Bad flight – case study¶

From above, we see that our second flight w/ flight_id of 01fe97aa-173c-4041-906e-f1e9193502dd has a FlightTooSlowError with message of "Found 4 instances where rolling average speed is below threshold of 100.0 m/s (rolling window of 30.0 minutes). max value: 99.56874690879854, min value: 83.59578017138627", indicating that at 4 points in the trajectory, the rolling average speed dropped below the validation handler’s threshold.

[9]:

import matplotlib.pyplot as plt

df = bad_flights[2][0]
df.loc[:, "total_elapsed_sec"] = df["elapsed_seconds"].cumsum()
fig, ax1 = plt.subplots(1, 1, figsize=(10, 8))
ax1.plot(df["total_elapsed_sec"], df["altitude_baro"])
ax1.set_ylabel("altitude [ft]")
ax1.set_xlabel("total elapsed time [sec]")

ax2 = ax1.twinx()
ax2.plot(df["total_elapsed_sec"], df["ground_speed_m_s"].abs(), color="r")
ax2.set_ylabel("ground speed (m/sec)", color="r")
plt.show()

../_images/notebooks_adsb_workflow_26_0.png

[10]:

# plot flight trajectory -- visually inspect for anomalies
import cartopy.crs as ccrs

ax = plt.axes(projection=ccrs.PlateCarree())
ax.stock_img()
cm = plt.cm.get_cmap("RdYlBu")

plt.scatter(
    df["longitude"],
    df["latitude"],
    marker=".",
    c=df["total_elapsed_sec"],
    cmap=cm,
    transform=ccrs.Geodetic(),
)

plt.scatter(
    df["departure_airport_lon"].iloc[0],
    df["departure_airport_lat"].iloc[0],
    marker="x",
    color="black",
    s=100,
)
plt.scatter(
    df["arrival_airport_lon"].iloc[0],
    df["arrival_airport_lat"].iloc[0],
    marker="+",
    color="black",
    s=100,
)

ax.set_xlim([df["longitude"].min() - 3, df["longitude"].max() + 3])
ax.set_ylim([df["latitude"].min() - 3, df["latitude"].max() + 3])
plt.show()

../_images/notebooks_adsb_workflow_27_0.png

Discussion¶

An initial inspection of this flight suggests that it is a valid flight, and the low speed observed in the last ~ hour of flight time does not suggest an issue with the flight.
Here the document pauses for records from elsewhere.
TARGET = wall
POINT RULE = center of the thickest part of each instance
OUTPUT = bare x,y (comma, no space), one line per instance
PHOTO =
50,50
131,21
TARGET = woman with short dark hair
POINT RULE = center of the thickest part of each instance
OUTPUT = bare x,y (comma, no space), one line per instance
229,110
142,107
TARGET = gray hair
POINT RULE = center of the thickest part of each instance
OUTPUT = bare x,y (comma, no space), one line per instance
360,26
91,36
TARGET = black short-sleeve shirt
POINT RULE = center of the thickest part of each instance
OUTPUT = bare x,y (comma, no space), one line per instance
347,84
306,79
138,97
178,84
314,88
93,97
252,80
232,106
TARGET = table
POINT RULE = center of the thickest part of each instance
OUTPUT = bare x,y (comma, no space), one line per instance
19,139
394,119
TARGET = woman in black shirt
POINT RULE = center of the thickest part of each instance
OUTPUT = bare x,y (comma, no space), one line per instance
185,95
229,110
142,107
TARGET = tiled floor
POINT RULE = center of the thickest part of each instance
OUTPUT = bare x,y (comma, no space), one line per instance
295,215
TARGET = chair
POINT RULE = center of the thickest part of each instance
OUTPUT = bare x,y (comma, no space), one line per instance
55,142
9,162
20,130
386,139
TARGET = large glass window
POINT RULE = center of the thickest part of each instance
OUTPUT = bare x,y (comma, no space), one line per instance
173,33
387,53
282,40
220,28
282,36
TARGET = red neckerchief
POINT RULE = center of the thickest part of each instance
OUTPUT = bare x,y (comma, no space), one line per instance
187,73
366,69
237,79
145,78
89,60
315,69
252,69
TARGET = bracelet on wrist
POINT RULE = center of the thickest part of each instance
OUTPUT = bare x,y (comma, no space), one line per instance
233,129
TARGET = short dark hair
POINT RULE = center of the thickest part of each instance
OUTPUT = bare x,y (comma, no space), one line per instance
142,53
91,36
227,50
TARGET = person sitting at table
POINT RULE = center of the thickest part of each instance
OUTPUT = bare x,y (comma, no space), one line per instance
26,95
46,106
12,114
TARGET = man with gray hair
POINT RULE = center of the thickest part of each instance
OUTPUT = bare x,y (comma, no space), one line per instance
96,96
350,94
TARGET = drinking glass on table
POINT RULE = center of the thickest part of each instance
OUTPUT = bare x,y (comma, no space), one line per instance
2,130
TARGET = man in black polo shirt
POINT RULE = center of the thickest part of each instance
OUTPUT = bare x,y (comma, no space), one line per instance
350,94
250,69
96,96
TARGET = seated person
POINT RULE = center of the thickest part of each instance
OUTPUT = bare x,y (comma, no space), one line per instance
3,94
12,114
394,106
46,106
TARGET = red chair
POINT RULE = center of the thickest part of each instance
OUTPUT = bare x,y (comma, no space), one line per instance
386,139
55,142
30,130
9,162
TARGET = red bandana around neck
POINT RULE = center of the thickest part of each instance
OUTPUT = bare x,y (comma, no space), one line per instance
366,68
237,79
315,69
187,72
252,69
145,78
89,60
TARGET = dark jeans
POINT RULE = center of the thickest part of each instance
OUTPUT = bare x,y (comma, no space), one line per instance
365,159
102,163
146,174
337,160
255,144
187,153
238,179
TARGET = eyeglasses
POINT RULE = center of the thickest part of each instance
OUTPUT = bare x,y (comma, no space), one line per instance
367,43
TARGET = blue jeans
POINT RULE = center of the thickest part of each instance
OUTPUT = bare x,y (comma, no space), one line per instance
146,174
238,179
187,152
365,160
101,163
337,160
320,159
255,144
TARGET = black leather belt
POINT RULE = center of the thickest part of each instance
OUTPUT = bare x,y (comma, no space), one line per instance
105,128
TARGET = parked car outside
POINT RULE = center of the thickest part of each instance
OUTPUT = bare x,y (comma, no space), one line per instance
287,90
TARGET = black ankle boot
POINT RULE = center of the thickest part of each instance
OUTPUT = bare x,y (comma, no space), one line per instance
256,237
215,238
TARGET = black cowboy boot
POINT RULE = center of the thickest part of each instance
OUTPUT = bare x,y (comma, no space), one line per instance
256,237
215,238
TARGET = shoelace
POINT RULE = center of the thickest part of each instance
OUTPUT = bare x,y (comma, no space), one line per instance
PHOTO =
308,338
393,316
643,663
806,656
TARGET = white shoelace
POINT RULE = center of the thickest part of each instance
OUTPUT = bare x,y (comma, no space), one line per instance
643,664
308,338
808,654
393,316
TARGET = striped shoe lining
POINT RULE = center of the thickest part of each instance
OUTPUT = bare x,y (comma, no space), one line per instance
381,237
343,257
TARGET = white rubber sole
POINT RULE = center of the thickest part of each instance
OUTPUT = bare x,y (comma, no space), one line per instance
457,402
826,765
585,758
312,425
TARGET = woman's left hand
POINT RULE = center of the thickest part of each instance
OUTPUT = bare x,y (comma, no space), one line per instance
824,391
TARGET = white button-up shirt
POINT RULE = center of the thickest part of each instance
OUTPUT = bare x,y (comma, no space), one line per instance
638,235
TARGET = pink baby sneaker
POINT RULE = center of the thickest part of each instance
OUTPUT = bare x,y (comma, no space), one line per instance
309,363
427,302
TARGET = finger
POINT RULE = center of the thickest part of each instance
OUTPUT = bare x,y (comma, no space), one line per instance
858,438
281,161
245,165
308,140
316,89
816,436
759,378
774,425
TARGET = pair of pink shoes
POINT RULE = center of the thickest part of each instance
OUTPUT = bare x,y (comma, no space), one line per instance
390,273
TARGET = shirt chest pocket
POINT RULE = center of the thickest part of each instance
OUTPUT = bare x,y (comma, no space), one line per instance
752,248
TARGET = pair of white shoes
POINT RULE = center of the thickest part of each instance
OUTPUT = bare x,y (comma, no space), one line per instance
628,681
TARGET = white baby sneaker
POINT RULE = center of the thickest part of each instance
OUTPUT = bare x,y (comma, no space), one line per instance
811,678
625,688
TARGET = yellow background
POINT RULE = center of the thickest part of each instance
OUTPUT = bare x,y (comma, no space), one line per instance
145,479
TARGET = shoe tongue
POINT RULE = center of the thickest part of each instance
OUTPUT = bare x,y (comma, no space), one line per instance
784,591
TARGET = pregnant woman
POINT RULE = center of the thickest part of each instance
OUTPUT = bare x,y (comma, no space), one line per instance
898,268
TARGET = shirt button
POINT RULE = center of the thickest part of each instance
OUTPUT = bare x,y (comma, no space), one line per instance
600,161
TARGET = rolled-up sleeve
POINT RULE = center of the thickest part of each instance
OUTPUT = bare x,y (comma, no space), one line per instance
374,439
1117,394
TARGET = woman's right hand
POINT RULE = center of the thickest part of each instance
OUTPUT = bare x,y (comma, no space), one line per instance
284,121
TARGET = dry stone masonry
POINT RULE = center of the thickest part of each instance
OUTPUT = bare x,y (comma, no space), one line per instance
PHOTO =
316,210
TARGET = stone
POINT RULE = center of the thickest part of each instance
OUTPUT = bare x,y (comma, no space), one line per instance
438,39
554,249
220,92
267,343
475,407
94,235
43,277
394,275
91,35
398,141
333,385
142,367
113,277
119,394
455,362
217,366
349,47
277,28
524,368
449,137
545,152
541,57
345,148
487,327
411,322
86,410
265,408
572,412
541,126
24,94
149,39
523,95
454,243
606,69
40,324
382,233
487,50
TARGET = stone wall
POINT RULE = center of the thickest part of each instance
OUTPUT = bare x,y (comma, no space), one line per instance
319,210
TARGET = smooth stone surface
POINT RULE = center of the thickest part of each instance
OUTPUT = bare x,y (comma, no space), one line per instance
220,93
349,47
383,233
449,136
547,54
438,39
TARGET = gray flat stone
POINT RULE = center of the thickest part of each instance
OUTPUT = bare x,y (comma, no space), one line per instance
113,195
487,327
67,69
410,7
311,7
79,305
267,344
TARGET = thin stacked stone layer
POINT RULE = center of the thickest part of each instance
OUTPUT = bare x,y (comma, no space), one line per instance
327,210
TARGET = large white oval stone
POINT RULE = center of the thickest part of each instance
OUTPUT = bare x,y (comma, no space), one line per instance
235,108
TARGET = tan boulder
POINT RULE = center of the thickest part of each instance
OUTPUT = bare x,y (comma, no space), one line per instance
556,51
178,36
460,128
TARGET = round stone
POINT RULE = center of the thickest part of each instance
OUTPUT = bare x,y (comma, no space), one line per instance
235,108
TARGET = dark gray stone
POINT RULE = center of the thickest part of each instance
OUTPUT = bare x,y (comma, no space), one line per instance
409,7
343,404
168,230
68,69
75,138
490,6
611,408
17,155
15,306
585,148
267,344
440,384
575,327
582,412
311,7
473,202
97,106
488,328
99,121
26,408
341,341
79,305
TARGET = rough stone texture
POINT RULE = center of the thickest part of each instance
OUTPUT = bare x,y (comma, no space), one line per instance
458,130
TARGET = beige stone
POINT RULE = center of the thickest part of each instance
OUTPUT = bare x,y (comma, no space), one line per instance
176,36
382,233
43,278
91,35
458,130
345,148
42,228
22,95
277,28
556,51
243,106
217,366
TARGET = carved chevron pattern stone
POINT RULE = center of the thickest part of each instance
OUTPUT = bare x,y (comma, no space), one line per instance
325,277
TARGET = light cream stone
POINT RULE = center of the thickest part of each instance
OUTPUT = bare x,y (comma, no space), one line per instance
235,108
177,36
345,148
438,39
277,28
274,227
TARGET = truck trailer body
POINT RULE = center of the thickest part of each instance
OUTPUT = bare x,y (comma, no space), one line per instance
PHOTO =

Decreasing the default AVG_LOW_GROUND_SPEED_THRESHOLD_MPS. Increasing the rolling average window width (AVG_LOW_GROUND_SPEED_ROLLING_WINDOW_PERIOD_MIN) may also smooth out and avoid triggering on shorter periods of low ground speed.

In general, this type of threshold parameter tuning should be caried out in the context of the application use case, and judgements based on acceptable false positive and false negative rates.